Waldgräber

Die  Waldfriedhöfe  befinden sich in den Gruppen 35 A  und 41 B und sind  am Besten über das Tor 3 zu erreichen.  Der Fuß­weg ist beschildert und dauert etwa zehn Minuten.

Naturnahe Bestattung zu Füßen alter Bäume

Die Verwendung von biologisch abbaubaren Urnen ermöglicht den raschen Übergang der Asche in die Erde. Hier wurzelt der Baum, hier bezieht der Baum Nahrung und Kraft. Es ist ein Wiedereintritt in den Zyklus des Lebens.

Die je 10.000 m² großen Areale zeichnen sich durch einen 40 bis 60 Jahre alten Baumbestand aus. Es sind vorwie­gend Ahorn und Esche, von Efeu und Immergrün bewachsen. Von den rund 200 Bäumen des Waldfriedhofs wur­den 36 für Urnenbeisetzungen aus­gewählt.  

Jeder Baum bildet das Zentrum von zwölf kreisförmig um ihn angeordnete Gräber. Ob tatsächlich alle zwölf Positionen genutzt werden können, hängt von den Wurzeln des Baumes ab. Jedes Grab bietet Platz für zwei Urnen.  

Waldfriedhof 1
Grabgestaltungskosten fallen ebenso wenig an wie Grabpflege. Für alle im Waldfriedhof Beigesetzten gibt es eine gemeinsame Gedenkstätte, eine einem Baum nachempfundene Stahlskulptur. An ihr können die Namen der Toten mit Geburts- und Sterbejahr eingraviert werden. Einen zentralen Platz gibt es auch für Kerzen und Blumengrüße.  

Waldfriedhof 2
Der Waldfriedhof 2 (Gruppe 41B) ist eine Gedenkstätte für die Ewigkeit. Für diesen Ort wurden schöne historische Grabsteine ausgewählt, um mitten im Wald ein gemeinsames Denkmal entstehen zu lassen.

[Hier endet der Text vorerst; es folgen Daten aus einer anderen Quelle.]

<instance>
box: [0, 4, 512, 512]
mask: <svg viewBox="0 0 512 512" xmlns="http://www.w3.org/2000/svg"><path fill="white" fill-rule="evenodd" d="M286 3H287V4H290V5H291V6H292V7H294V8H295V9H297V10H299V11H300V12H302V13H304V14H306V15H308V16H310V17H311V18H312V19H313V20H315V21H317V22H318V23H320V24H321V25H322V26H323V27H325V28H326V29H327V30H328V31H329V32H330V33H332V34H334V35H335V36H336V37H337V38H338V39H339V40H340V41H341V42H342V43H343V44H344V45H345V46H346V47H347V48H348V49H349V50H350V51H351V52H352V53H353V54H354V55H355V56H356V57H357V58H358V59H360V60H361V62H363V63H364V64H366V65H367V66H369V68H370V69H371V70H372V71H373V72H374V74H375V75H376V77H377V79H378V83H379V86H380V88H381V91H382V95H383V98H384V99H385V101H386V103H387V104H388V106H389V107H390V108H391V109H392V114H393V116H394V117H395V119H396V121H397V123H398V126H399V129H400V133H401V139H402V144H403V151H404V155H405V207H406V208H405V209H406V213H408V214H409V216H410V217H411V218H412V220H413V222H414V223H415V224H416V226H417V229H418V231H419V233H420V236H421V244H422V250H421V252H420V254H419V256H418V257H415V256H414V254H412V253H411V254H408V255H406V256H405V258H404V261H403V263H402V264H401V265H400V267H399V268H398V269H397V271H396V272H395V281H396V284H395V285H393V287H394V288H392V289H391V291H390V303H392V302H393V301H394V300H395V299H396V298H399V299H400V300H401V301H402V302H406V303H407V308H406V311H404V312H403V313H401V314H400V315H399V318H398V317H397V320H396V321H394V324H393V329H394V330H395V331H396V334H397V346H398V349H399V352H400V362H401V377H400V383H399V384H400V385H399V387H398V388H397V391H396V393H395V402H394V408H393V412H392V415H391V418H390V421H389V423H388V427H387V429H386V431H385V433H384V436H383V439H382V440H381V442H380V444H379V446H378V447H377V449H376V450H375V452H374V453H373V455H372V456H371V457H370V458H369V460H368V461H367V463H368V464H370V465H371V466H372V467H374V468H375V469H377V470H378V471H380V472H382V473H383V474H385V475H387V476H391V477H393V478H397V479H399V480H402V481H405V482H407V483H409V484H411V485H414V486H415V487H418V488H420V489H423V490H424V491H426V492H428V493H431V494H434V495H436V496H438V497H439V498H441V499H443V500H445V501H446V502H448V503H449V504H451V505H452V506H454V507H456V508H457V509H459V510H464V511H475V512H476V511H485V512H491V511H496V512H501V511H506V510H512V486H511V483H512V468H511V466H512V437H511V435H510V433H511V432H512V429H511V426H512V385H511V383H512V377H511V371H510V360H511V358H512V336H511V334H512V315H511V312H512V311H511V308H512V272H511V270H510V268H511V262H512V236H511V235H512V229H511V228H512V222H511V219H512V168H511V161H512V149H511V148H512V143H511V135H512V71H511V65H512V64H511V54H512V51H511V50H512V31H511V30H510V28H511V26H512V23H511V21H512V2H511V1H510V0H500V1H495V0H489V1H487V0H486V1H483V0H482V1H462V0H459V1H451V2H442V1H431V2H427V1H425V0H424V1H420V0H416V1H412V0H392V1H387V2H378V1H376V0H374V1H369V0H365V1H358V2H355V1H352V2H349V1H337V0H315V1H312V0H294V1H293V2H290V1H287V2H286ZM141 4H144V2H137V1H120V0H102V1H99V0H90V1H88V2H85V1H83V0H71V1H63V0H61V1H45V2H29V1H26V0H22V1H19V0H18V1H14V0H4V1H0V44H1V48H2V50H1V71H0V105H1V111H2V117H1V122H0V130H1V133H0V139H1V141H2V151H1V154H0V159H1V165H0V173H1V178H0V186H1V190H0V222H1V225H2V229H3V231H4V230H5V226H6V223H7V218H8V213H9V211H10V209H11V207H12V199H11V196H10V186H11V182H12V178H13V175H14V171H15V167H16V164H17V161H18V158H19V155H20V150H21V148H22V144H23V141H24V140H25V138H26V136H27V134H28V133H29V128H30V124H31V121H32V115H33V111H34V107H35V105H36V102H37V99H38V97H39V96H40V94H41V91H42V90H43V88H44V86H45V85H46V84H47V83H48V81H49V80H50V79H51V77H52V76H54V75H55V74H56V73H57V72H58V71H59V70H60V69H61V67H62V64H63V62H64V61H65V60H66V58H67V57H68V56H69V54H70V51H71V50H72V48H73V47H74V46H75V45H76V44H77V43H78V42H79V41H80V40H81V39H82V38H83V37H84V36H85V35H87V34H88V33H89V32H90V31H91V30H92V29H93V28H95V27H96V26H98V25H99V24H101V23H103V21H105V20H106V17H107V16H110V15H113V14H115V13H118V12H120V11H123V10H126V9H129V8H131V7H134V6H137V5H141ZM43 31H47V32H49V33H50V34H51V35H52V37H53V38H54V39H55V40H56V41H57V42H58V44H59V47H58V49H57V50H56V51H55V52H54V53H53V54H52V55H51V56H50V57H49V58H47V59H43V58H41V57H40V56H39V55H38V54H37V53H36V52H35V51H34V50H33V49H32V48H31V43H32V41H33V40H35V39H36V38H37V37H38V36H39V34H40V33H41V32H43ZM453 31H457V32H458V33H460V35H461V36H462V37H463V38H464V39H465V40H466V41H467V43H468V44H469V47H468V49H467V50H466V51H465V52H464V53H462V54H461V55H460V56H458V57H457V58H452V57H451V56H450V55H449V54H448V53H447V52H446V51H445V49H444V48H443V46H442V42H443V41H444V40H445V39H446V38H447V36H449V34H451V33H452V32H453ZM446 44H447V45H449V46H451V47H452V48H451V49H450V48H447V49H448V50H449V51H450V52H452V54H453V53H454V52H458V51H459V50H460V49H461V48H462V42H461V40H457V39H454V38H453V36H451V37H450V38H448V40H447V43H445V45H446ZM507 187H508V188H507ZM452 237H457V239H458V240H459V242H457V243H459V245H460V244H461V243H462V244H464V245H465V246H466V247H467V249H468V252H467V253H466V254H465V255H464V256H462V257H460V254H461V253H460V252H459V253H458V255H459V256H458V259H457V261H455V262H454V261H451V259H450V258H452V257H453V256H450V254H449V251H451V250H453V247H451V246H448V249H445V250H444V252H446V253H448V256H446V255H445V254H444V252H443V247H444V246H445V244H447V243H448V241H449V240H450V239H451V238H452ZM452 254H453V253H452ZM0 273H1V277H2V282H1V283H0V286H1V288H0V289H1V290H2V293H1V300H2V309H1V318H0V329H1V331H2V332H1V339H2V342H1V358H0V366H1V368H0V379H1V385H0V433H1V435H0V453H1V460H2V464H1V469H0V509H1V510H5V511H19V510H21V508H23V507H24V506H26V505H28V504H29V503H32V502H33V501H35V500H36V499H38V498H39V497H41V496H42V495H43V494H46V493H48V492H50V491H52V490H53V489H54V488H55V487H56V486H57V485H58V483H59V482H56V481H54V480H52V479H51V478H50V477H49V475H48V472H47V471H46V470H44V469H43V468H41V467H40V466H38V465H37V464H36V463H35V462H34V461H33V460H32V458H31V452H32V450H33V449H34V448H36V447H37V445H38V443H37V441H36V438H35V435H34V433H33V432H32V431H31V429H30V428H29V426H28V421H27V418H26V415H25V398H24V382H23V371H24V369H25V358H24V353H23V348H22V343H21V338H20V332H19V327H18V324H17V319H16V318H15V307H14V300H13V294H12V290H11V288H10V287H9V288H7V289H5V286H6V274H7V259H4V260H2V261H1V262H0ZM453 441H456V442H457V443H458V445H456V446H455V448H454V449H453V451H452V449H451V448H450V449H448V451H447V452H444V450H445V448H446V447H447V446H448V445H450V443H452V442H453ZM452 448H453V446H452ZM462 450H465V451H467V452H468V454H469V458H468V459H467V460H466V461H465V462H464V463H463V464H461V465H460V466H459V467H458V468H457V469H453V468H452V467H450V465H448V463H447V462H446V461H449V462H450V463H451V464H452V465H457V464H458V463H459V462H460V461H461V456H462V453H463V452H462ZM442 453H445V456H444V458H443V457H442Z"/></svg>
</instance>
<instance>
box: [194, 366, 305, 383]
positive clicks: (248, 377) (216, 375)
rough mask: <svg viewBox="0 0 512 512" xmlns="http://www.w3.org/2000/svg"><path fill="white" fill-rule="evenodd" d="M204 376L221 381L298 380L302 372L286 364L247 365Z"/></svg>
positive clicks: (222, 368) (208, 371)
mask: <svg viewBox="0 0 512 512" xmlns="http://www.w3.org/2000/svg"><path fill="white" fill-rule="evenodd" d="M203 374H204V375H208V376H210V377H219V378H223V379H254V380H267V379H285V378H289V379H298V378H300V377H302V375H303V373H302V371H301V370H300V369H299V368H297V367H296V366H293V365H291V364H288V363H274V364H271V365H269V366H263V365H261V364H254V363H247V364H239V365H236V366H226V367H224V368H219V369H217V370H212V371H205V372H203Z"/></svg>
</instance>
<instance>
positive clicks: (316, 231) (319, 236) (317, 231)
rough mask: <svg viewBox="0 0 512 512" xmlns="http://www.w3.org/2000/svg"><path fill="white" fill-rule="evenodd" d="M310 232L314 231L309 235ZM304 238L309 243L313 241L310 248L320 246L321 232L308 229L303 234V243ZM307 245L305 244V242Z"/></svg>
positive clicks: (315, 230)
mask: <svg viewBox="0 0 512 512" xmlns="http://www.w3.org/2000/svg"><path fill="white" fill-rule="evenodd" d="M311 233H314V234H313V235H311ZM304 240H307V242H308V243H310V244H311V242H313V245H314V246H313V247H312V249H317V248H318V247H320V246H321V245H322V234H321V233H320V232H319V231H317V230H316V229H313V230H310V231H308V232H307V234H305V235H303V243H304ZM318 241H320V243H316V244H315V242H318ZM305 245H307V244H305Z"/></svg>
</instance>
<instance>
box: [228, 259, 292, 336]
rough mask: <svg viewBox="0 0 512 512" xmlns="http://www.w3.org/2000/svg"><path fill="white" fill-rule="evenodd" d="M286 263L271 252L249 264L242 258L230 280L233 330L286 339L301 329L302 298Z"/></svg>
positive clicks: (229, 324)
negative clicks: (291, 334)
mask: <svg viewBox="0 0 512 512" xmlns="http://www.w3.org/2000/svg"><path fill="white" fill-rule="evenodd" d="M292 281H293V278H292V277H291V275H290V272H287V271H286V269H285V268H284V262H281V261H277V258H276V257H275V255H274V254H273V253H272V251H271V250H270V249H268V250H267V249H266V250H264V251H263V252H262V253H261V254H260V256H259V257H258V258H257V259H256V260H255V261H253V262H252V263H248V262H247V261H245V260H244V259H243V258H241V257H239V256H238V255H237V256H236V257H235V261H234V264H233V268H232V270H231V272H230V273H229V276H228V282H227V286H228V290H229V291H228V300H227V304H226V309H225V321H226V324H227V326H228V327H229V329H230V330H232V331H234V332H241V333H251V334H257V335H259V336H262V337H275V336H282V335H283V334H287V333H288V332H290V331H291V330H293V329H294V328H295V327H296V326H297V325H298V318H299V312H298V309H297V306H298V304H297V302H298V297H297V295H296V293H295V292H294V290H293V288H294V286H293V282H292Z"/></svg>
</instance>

Wie im Waldfriedhof 1 kann der Name des Verstorbenen mit Geburts- und Sterbejahr auf eine Steinplatte graviert werden. Aus den einzelnen Steinen entsteht nach und nach eine Gedenkwand, die zum Tor in den Friedhofswald führt. Auch hier, wie im Waldfriedhof 1, werden kreisförmig  Urnengräber um ausgewählte Bäume angelegt. Da das zwölfte Grab immer genau im Norden des Baumes liegt, ist jede Grabstätte eindeutig zu finden. Sämtliche Bestattungsbäume sind mit grünen Nummern gekennzeichnet und mit dem Lageplan ganz leicht aufzufinden.

Hausordnung

Um die Natürlichkeit des Waldfriedhofes zu erhalten, gilt es einiges zu beachten:

  • Alle Bäume werden gekennzeichnet und in ein Verzeichnis eingetragen. Die GrabbenützerInnen erhalten einen Plan mit der Lage des ausgesuchten Grabes.
  • Die Asche wird im Wurzelbereich, wahlweise in einer biologisch abbaubaren Urne beigesetzt.
  • Um der Entwicklung des ausgesuchten Baumes gerecht zu werden, wird die Lage der Urne bei der Beisetzung mit der Wurzelbeschaffenheit vor Ort abgestimmt.
  • Blumengebinde und Kerzen dürfen nur bei der gemeinsamen Gedenkstätte angebracht werden. Im Waldfriedhof aufgestellte Kerzen oder abgelegte Blumengebinde werden von der Friedhofsverwaltung regelmäßig entfernt, um den natürlichen Charakter des Waldfriedhofes zu erhalten.
  • Wegen Brandgefahr keine Kerzen im Wald aufstellen!
  • Blumenspenden, Kränze und Buketts dürfen nur aus verrottbarem Material bestehen. Kunstblumen und dergleichen sind unzulässig.
  • Die Entscheidung hinsichtlich des Abräumens unansehnlich gewordener Blumenspenden etc. obliegt den damit beauftragten MitarbeiterInnen der Friedhofsverwaltung.
  • Es besteht die Möglichkeit, die Namen der verstorbenen Personen an den dafür vorgesehenen Stellen anbringen zu lassen. Die Inschrift kann nur in der Friedhofsverwaltung bestellt werden.
  • Alle privat angebrachten Gedenkzeichen werden vom Friedhofspersonal entfernt.
  • Das Betreten des Waldes erfolgt auf eigene Gefahr. Es gibt ein einfaches Wegenetz, das im Winter nicht betreut wird.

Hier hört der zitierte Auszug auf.